Le plan Marshall ? Un train auquel nous aurions attaché notre wagon

11-12/10/1947

 

On entend dire parfois : « Puisque nous avons un besoin inéluctable des États-Unis, pourquoi ne pas nous jeter complètement dans leurs bras sans réticence aucune ? Pourquoi s'armer de tout cet attirail de plan Marshall et de résurrection européenne ? Précipitons-nous dans le camp des États-Unis ».

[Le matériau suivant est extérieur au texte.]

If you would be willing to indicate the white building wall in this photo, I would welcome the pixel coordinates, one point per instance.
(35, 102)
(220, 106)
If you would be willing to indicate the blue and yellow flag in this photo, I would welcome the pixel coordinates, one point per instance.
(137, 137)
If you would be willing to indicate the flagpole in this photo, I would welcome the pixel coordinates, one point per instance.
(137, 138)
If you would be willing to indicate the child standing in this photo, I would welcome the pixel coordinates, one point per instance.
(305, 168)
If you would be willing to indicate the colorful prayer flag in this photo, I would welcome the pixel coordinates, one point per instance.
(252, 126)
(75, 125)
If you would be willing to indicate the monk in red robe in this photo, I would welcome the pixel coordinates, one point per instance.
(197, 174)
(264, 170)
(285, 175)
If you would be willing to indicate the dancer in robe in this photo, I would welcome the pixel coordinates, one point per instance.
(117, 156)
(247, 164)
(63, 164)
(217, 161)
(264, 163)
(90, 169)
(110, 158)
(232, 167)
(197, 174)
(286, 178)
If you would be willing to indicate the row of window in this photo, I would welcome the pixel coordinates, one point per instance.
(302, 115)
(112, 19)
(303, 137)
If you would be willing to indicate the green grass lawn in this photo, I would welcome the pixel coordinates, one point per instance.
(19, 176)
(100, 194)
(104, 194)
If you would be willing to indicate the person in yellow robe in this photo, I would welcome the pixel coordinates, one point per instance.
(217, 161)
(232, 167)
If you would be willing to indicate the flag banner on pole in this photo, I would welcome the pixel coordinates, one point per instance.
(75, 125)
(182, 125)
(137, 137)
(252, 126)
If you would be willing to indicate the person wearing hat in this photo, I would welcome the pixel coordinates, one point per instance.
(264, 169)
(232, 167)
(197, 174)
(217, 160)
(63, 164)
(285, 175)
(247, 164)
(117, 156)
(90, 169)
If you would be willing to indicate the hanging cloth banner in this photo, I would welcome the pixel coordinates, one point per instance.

Remarquons immédiatement que cette observation pourrait être faite tout aussi bien au gouvernement Anglais. Sa politique en la matière est strictement parallèle à la nôtre. Je sais que règne Outre-Manche une rumeur contre les Américains, qui à la faveur des événements ont conquis la plupart des marchés où l'Allemagne exerçait son commerce. Mais les Anglais sont trop sages pour que cette rumeur guide leur diplomatie.

Pour revenir à notre situation d'avant guerre, il faudra près d'un siècle. Il en résulte entre notre faiblesse et la puissance des États-Unis une disparité telle que le tête à tête ne peut être qu'une absorption. D'autre part, à nous seuls, nous n'intéressons que médiocrement les Américains. Le plan Marshall est comme un train auquel nous aurions attaché notre wagon. Il est un excellent moyen d'éviter le tête à tête avec une puissance dépourvue de tout impérialisme politique, mais non de tout impérialisme économique.

Sommes-nous sûrs, également que courant l'aventure d'une façon solitaire, nous aurions été les premiers secourus ? Dans la course aux dollars nous pouvions fort bien être distancés par tel ou tel et plus spécialement par les Italiens. Les Italiens sont mieux placés que nous auprès des États-Unis : ils ont pour avocats quelques millions d'électeurs italo-américains. Leur situation stratégique dans les plans des États-Unis est plus importante que la nôtre. En abordant l'étude d'une union douanière franco-italienne nous obéissons à un principe. Ce principe allait au moins dans le sens de notre intérêt, qui est de nous lier aux Italiens suffisamment pour éviter leur priorité sur nous.